Schultz, who attends City Church Eastside in Atlanta, had attempted other outdoor murals but this was the largest to date. “I brought my studio out into the streets — and initially I wasn’t sure I could do it,” she said. The Beltline project provided some funds for the mural, but Schultz also raised $4,000 through a GoFundMe campaign to defray the costs of power washing the tunnel wall, priming it, and painting it.

A New Method of Working 

“I seek figures and faces that seem to be familiar with the tensions of life. That bear some battle scars. And yet, have
victory, even if a crippled or limping one.”

The month-long project brought with it both the logistical challenge of painting several stories high and the difficulty of achieving the right scale and proportion in the oversized image. Because she could not frequently step back to observe her progress and make adjustments, Schultz developed a new method of working — constructing a grid from her original photo of the subject and then taking a picture of each day’s work to compare it to the reference photo.

Schultz’s mural depicts her African-American neighbor singing intently with his eyes closed and is based on a photograph Schultz took in her studio: “He filled the studio with gospel songs, with a voice that was strong and emotional,” Shultz said. “I was determined to bring the beauty of those songs, and the healing energy he brought into my studio, to this mural.”

An Unlikely Path 

Though Schultz’s mother was an artist, she did not initially pursue a creative path. Instead after college she taught high school math for four years before traveling to Poland for a 15-month program with Campus Crusade for Christ.

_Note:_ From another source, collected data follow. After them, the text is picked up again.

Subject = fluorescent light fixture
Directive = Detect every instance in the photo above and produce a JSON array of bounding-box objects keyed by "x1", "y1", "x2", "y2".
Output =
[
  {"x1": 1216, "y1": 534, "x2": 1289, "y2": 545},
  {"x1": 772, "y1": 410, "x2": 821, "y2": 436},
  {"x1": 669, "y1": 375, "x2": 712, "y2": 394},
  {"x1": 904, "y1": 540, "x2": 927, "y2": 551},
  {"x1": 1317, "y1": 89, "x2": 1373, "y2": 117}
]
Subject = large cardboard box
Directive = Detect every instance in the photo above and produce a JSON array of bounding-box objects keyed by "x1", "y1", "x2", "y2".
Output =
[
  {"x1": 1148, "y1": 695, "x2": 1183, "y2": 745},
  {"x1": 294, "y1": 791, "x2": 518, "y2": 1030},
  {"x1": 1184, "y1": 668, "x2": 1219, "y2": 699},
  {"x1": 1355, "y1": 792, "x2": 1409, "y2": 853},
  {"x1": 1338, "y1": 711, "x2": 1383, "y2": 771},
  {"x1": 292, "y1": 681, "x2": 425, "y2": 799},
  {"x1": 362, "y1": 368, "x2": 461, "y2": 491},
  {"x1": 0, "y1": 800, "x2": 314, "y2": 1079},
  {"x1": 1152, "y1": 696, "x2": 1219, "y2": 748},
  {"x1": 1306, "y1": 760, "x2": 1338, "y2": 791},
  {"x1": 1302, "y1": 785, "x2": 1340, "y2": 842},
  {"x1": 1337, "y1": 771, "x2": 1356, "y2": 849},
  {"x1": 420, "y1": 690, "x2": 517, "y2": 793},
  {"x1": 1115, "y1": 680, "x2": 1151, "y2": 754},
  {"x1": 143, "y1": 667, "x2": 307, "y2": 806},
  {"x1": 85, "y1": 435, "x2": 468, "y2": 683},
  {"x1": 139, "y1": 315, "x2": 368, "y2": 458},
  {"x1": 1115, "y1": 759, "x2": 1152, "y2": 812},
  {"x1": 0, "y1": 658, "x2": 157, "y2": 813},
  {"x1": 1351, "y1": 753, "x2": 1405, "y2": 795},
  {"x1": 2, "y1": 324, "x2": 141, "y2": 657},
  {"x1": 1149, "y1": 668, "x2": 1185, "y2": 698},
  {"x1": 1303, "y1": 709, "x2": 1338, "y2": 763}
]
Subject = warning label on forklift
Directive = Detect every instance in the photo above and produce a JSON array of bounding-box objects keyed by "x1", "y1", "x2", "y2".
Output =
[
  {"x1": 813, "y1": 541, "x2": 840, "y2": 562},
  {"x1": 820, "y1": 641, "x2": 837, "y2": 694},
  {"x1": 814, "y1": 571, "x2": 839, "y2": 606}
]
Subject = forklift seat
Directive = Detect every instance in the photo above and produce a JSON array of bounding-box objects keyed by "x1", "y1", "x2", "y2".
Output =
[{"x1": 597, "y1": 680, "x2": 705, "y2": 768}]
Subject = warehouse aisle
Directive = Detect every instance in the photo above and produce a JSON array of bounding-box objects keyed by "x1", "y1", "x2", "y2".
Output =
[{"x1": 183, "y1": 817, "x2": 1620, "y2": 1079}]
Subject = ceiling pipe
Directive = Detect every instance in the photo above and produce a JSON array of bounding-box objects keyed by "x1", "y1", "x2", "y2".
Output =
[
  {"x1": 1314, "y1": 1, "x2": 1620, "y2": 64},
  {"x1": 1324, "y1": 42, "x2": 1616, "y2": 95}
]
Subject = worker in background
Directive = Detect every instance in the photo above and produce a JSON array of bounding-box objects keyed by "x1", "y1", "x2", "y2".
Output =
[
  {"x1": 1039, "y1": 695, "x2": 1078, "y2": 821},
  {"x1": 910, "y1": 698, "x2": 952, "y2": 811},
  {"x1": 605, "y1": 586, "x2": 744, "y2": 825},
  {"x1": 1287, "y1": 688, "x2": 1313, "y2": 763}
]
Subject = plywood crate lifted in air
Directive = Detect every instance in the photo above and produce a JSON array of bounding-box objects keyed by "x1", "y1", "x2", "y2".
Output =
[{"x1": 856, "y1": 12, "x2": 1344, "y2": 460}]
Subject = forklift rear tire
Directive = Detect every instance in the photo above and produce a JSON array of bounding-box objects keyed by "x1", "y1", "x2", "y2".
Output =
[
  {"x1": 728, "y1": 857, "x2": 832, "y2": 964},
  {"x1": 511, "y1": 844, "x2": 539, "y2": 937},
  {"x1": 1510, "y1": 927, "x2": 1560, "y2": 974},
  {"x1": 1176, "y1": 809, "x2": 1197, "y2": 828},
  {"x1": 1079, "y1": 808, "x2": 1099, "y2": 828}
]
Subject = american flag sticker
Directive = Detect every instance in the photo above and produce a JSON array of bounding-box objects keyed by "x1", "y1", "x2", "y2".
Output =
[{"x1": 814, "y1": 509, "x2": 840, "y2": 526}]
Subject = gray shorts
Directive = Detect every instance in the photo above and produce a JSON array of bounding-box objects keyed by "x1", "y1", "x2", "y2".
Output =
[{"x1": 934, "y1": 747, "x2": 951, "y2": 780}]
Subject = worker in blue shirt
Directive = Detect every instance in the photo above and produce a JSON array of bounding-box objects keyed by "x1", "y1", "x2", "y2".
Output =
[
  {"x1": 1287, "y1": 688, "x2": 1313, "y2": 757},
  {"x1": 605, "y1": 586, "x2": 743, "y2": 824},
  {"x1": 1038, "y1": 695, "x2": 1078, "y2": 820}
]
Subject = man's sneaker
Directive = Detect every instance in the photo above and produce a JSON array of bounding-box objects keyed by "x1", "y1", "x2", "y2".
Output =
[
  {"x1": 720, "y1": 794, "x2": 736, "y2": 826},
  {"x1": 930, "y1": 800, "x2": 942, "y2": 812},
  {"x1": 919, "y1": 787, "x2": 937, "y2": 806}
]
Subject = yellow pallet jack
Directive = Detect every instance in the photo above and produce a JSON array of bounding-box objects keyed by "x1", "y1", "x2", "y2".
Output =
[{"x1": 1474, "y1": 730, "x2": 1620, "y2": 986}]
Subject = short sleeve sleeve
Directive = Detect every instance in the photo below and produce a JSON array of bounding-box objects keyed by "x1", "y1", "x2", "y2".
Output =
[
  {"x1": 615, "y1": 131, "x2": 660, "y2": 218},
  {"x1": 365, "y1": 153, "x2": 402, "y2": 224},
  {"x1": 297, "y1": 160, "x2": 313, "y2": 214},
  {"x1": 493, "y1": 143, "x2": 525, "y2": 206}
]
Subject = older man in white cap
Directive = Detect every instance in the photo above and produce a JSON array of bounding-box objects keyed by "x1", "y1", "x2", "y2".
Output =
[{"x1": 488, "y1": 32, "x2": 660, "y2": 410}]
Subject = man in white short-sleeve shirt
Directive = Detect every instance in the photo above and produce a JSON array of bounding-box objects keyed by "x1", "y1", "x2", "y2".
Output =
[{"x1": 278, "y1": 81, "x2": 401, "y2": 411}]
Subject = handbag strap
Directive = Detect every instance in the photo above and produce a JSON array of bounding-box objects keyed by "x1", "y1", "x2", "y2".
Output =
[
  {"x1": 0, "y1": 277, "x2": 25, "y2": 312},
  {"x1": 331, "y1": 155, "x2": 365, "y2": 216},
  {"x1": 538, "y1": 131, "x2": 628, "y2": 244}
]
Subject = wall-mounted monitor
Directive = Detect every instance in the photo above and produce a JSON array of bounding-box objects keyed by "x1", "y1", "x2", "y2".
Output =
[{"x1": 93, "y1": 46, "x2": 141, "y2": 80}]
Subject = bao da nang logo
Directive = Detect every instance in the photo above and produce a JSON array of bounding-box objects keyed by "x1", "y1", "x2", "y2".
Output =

It was there that she confronted something unexpected. “I noticed that because people didn’t have much there, they made things for each other as gifts. I saw culture as more a part of everyday life — and not an occasional event to attend.”

When she returned from Poland she switched tracks and began working for MTW’s marketing department as a day job, and began exploring painting on the side. Her skills grew, and in 1995 she began to pursue painting as a full-time career.

Though she never received formal training, she has studied under other artists and has won several art awards while also being featured in magazines like American Art Collector and Watercolor Magic. To prepare for the Beltline project, she began to study the work of other mural street artists: “They were doing fine art and painterly stuff — finish and texture and layering on unexpected places like a wall. I really connected with that.”

“Second Innocence” as Inspiration 

But what really inspires Schultz is subjects that reveal a “second innocence.” She describes the first innocence as the time before we are exposed to the struggles of life. But a second innocence emerges through adversity and is revealed through our scars. Schultz strives to honor these beautiful, sacred subjects in her work. “I sand, layer, and scar, wanting to reproduce a piece that has a patina of age. I seek figures and faces that seem to be familiar with the tensions of life. That bear some battle scars. And yet, have victory, even if a crippled or limping one.”

There is a redemptive theme here, she says, mirroring Scripture that says we are made like Christ through our suffering.

Those who bear witness to this, like the subject of her Beltline mural, have a beautiful grace to them, says Schultz. “I want to bring it onto the street so that people feel it, even if only for a moment.”